American fashion historian

Cassidy Percoco is an American fashion historian and collections manager.
==Early life and education==
Percoco received a BA from Binghamton University in 2009. She received a Master of Arts degree in Fashion and Textile History, Theory, and Museum Practice from the Fashion Institute of Technology in 2012.
==Career==
Percoco is collections manager at the Fenimore Art Museum and the Fenimore Farm & Country Village. In 2015, she published the book Regency Women's Dress: Techniques and Patterns 1800–1830. The book examines the techniques and styles of women's clothing in the Regency era. It begins with a brief overview of the history of Regency era women's fashion, and includes patterns, line drawings, and photographs for 26 historical garments from museum collections in New York and Massachusetts, many of which were previously unpublished.
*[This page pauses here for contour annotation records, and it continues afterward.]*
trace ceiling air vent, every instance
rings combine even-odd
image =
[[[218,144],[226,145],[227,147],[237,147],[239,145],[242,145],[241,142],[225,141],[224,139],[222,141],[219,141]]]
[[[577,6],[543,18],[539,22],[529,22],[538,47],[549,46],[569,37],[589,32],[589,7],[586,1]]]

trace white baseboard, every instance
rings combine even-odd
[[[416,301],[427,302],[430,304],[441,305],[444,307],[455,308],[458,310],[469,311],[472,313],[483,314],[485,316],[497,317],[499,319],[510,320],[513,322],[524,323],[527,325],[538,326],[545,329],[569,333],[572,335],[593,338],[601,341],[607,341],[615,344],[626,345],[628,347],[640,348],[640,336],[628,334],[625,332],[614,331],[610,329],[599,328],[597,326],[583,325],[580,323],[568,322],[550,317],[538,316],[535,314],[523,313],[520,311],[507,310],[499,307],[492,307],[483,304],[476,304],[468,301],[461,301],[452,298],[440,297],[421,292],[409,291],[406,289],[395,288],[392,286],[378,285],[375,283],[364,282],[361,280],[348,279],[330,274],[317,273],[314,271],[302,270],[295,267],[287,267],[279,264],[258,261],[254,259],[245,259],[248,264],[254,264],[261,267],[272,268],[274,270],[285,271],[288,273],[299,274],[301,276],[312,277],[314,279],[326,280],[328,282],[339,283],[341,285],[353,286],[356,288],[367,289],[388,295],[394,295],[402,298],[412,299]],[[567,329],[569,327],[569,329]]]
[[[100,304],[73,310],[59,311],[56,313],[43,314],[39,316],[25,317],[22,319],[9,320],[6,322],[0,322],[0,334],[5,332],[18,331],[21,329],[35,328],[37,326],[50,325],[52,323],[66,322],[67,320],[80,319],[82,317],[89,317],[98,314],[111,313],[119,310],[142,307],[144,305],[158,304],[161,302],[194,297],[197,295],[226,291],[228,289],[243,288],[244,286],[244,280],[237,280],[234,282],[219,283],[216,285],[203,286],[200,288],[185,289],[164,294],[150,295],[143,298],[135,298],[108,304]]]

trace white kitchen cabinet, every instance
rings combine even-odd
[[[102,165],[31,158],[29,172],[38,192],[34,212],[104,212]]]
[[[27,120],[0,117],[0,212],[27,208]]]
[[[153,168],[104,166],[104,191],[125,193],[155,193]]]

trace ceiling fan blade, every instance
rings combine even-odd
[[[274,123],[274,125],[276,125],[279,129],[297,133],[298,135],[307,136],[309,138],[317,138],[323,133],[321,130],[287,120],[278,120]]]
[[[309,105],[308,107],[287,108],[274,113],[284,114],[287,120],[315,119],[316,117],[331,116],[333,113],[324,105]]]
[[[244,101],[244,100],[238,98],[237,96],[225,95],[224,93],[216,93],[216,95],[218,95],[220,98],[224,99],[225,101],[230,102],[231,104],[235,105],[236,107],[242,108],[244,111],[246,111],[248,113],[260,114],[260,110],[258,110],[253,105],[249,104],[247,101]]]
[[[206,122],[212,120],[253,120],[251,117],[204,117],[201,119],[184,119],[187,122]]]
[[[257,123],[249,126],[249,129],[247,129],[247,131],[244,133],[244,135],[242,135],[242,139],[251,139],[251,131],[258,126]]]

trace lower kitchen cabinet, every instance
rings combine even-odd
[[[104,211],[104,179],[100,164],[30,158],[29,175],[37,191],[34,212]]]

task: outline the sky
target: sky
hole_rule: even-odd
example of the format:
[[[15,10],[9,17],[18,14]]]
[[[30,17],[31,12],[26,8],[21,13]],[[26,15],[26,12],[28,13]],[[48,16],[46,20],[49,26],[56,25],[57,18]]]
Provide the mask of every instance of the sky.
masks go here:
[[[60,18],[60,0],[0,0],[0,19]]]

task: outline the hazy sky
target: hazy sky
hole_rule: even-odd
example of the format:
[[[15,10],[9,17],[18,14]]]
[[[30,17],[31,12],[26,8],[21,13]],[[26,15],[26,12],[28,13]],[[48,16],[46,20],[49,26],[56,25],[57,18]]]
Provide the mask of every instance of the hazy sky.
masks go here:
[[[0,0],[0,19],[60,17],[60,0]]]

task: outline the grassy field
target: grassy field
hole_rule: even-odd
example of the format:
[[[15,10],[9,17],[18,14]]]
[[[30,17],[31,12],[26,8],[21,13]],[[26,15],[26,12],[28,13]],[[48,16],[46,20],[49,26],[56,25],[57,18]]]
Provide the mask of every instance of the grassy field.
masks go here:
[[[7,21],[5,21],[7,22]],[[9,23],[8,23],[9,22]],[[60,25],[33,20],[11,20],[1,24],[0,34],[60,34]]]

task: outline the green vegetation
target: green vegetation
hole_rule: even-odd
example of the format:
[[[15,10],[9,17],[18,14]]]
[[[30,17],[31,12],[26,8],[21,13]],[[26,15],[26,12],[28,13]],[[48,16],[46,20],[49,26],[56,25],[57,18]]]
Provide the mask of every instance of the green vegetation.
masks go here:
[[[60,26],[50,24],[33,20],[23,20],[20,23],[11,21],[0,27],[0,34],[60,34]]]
In a review for The Journal of the Costume Society of America, Ann Buerman Wass praised its informativeness and recommended it to costume designers and period enthusiasts. Pat Poppy, reviewing the book for Costume gave it a similarly positive review, writing that "those looking to recreate garments of this period will find many options here."

=== Public history ===
Percoco is a moderator and contributor to the online history platform AskHistorians, where she writes content and answers Q&As related to fashion history, women's history and social history. She also authors the history blog A Most Beguiling Accomplishment. She has been interviewed as a featured expert in publications like Teen Vogue and Den of Geek, where she has discussed the historical accuracy of costuming in films and series such as Netflix's Bridgerton. She has also written for popular history publications such as History Today.